On peut gloser des heures sur les chiffres, trouver les exemples que l’on veut ; à ce jeu chacun développe des trésors d’imagination, tous plus documentés les uns que les autres. Il y a là, en réalité, une question générale, un enjeu de société : doit-on solliciter davantage les retraités, notamment les plus modestes d’entre eux ? Nous aurons l’occasion d’en débattre, et le groupe Union Centriste proposera des solutions alternatives.

J’en viens au sujet, ô combien sensible, du RSI. Vivement critiqué pour les erreurs dont les indépendants font les frais dans le calcul de leurs cotisations ou de leur retraite, il a concentré les critiques de la majorité, si ce n’est la totalité, des candidats à la présidence de la République.
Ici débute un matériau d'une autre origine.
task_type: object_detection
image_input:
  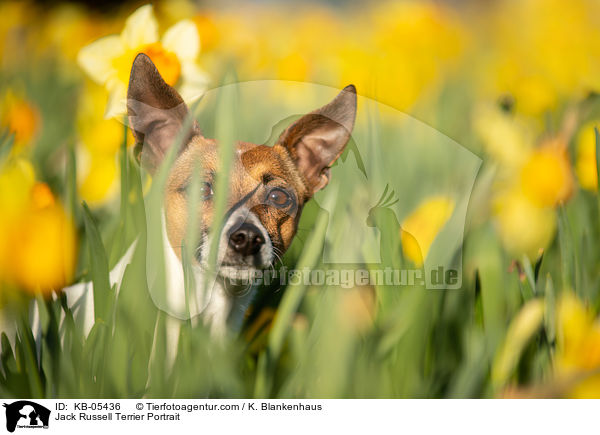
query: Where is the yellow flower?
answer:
[79,154,119,206]
[521,139,573,207]
[493,188,556,259]
[77,5,207,118]
[575,121,600,191]
[478,0,600,116]
[0,159,77,292]
[400,196,454,266]
[473,105,534,168]
[77,83,134,207]
[554,294,600,398]
[492,299,544,385]
[0,91,40,149]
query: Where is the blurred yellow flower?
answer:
[400,196,455,266]
[79,154,119,206]
[0,90,40,149]
[77,5,208,118]
[0,159,77,292]
[554,293,600,399]
[493,188,556,259]
[491,299,544,386]
[77,83,126,207]
[473,104,534,168]
[521,139,574,207]
[575,121,600,191]
[479,0,600,116]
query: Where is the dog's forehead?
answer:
[171,137,303,192]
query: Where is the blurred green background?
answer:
[0,0,600,398]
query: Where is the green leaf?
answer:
[83,202,110,322]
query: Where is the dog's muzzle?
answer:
[229,222,265,257]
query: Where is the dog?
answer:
[34,54,357,362]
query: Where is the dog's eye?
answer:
[200,182,214,199]
[267,187,292,208]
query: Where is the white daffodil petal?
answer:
[104,80,127,121]
[77,35,124,85]
[121,5,158,50]
[161,20,200,60]
[178,62,209,102]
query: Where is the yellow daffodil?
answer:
[554,294,600,399]
[0,91,40,149]
[77,5,207,118]
[575,121,600,191]
[478,0,600,116]
[0,160,77,292]
[77,83,127,207]
[473,104,534,169]
[493,187,556,259]
[521,139,574,207]
[400,196,454,266]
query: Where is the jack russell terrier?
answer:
[33,54,356,354]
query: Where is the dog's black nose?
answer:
[229,223,265,256]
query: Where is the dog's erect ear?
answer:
[127,53,200,173]
[278,85,356,194]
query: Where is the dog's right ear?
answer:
[127,53,200,173]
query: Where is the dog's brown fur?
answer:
[128,54,356,266]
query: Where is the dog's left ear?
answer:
[278,85,356,195]
[127,53,200,173]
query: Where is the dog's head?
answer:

Emmanuel Macron met donc en œuvre une promesse de campagne. Il n’en demeure pas moins que des doutes et des inquiétudes subsistent sur les modalités de la réforme que vous nous proposez, madame la ministre. N’était-il pas préférable, conformément à votre méthode sur d’autres sujets, ceux que j’évoquais en préambule, de consacrer au RSI un texte en propre, plutôt que d’introduire un article de plus de trente pages dans le projet de loi de financement de la sécurité sociale ? Nous en débattrons, car il faut de la clarté en la matière.

Je terminerai sur les recettes, en abordant brièvement la question de la fiscalité du tabac. La lutte contre le tabagisme est un enjeu crucial de santé publique, et il est démontré que l’augmentation du prix des paquets de cigarettes conduit à une diminution de la consommation, au moins dans un premier temps. Les consommateurs, en effet, se tournent soit vers les revendeurs frontaliers – je puis vous en parler en connaissance de cause, en tant que sénateur mosellan –, soit vers les marchés de contrebande.
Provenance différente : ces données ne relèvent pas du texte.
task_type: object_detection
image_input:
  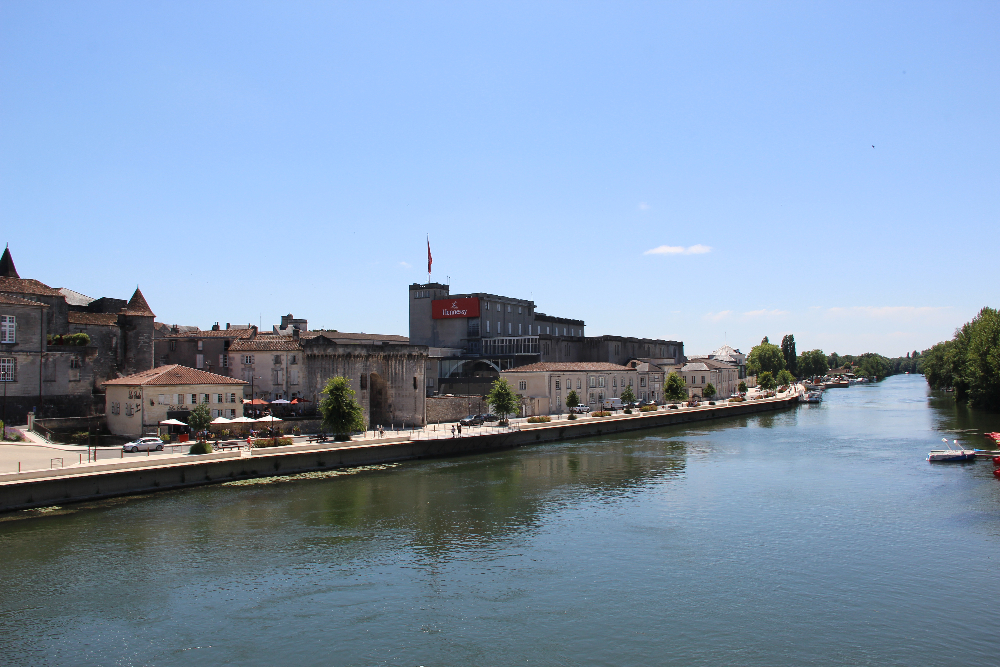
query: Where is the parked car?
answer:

Augmenter le prix du tabac sans lutter efficacement contre la fraude est donc inutile et n’aura qu’un seul effet : faire disparaître le métier de buraliste. Il faut accentuer la lutte contre la contrebande et veiller à l’uniformisation, à l’échelle européenne, du prix des paquets de cigarettes. Il me semble que vous vous y êtes engagée, madame la ministre.

J’en viens maintenant à la situation de la branche maladie. Les dispositions du PLFSS relatives à cette branche sont organisées en quatre thématiques : prévention, innovation, pertinence et qualité des soins, modernisation du financement du système de santé.
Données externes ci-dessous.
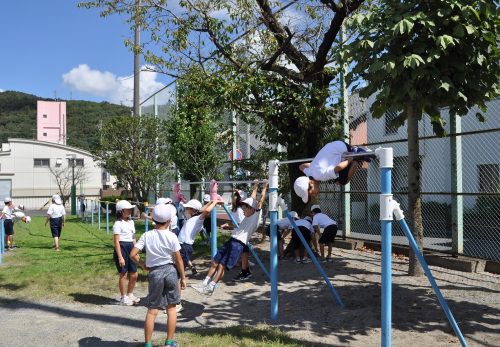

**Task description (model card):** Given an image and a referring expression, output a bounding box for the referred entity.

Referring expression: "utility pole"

Vous abordez la question de la prévention principalement via l’extension de l’obligation vaccinale. Cette mesure fait partie des choix de société sur lesquels nous devons être particulièrement attentifs. Il existe des doutes, fondés ou non, sur la dangerosité des vaccins ou des adjuvants qu’ils contiennent. Cela ne nécessiterait-il pas un état des lieux plus approfondi ? Je pense, par exemple, à la question de la vaccination des adolescents.

Un sujet qui n’apparaît pas, alors qu’il le mériterait, est celui de la médecine scolaire. Médecins et infirmières scolaires sont des rouages essentiels de la prévention. Et pourtant, depuis des années, l’État fait trop peu pour améliorer les conditions de travail de la médecine scolaire, au point que l’Académie de médecine tire la sonnette d’alarme. C’est dans ces services que peuvent être dépistés les grands problèmes de l’adolescence : addictions, obésité, troubles neuropsychiques.

Nous soutenons l’article 35 sur la mise en place d’un cadre légal permettant le déploiement d’expérimentations innovantes. Il faut encourager le décloisonnement sur le terrain, dans les départements notamment. Tel devra être le cas en matière de télémédecine, je parle ici de l’article 36 : c’est une des solutions visant à remédier à la désertification médicale. Il est urgent d’agir en la matière.

Pour conclure, sachez, madame la ministre, que les sénateurs du groupe Union Centriste abordent l’examen de ce texte de manière tout à fait positive. Nous aurons des discussions, des désaccords peut-être, mais nous partagerons le même objectif : garantir à tous l’accès à notre système de protection sociale.